Una larga lucha por el control de los mares
Hacia el 700 a. C., las placas de bronce aplicadas a la proa de los barcos los convirtieron en una suerte de arietes marinos que embestían otras embarcaciones para hundirlas. En esas batallas importaba la rapidez, y muy pronto los constructores advirtieron que cuanto más remeros tuviera el barco, más velocidad adquiría. Esa selección concluyó en formidables embarcaciones de más de cincuenta metros de eslora y centenares de remeros, pero el tamaño desmesurado, explica Douglas Emlen, empezó a hacer menos manejables y rentables estas monstruosas naves que surcaban el Mediterráneo.
El péndulo comenzó a oscilar en la dirección opuesta. Las armadas que disponían de barcos más pequeños, ágiles y manejables funcionaron mejor; este esquema se mantuvo durante al menos un milenio, hasta que en el siglo XVI la ingeniería naval subió un escalón evolutivo con la aparición de los galeones a vela.
UN SOPLO DE TECNOLOGÍA. El uso del viento como propulsión permitió a esos barcos de guerra ganar velocidad y ser más manejables en las tormentas, y todo con una tripulación más reducida. Este cambio permitió la aparición de navíos bélicos mucho más efi- caces.
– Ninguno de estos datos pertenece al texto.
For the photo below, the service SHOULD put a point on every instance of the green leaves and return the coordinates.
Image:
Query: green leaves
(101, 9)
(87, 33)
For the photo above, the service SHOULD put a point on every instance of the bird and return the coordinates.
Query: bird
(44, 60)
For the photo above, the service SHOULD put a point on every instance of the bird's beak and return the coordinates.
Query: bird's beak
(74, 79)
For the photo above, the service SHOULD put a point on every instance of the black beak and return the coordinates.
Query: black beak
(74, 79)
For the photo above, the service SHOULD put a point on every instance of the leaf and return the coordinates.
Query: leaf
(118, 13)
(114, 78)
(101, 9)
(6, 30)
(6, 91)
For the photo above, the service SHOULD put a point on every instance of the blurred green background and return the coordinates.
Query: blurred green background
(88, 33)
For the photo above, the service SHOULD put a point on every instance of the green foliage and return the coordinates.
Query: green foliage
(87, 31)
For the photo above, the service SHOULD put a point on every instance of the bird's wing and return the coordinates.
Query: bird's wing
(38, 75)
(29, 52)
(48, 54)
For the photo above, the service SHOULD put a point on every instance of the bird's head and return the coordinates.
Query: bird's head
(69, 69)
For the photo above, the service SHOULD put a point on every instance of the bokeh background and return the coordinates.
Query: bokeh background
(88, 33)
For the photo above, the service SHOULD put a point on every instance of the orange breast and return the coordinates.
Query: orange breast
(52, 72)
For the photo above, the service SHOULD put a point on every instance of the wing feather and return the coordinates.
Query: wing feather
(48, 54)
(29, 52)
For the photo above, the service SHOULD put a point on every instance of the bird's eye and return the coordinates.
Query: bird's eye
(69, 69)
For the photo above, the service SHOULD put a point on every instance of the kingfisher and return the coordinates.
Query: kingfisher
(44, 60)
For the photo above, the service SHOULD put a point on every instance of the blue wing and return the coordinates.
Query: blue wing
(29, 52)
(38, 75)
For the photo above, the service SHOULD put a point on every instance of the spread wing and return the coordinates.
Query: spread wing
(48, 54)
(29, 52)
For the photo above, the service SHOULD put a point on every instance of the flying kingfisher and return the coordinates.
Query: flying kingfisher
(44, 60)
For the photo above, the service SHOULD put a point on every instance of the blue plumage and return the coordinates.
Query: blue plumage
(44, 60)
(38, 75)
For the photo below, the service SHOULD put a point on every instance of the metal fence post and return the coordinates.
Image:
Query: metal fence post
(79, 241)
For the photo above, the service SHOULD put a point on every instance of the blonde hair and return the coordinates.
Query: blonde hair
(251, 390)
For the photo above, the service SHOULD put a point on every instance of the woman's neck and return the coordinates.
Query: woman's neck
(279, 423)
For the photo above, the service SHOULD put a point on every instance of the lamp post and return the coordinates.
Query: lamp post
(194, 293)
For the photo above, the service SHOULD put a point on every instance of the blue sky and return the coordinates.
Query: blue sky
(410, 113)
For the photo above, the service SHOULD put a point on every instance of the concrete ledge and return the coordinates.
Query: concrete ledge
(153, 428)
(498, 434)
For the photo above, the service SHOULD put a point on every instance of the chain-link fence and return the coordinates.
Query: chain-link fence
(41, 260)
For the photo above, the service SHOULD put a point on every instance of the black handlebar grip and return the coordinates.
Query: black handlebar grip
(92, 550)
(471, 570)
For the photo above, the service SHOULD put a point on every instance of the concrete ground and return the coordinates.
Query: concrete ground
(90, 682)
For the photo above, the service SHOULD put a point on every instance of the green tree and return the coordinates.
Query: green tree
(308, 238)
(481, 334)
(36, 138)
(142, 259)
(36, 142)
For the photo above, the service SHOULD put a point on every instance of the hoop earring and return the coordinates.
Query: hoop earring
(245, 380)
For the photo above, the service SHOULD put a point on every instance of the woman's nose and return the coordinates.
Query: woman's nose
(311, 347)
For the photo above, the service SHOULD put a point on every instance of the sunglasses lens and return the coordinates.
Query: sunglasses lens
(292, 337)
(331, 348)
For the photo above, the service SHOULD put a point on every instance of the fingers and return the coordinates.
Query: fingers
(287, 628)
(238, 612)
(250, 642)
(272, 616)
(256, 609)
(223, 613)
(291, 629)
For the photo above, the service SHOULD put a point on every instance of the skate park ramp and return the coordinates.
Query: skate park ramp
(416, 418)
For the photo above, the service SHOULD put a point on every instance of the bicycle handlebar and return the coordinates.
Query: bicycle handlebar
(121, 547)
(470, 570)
Al principio disponían solo de un par de cañones en proa y popa, pero con la invención de las portillas, que se abrían y se cerraban para impedir vías de agua en tormentas, los ingenieros diseñaron navíos con varios pisos de cañones. Cuanto más grandes, más poderosos y mayor daño infligían. A finales del siglo XVIII, se construyeron barcos con hasta 140 cañones.
Los Estados se empecinaron en una carrera por el tamaño, pero el coste de la construcción y el hecho de que se podían fabricar barcos más pequeños, manejables y efectivos, inclinó la balanza hacia estos últimos.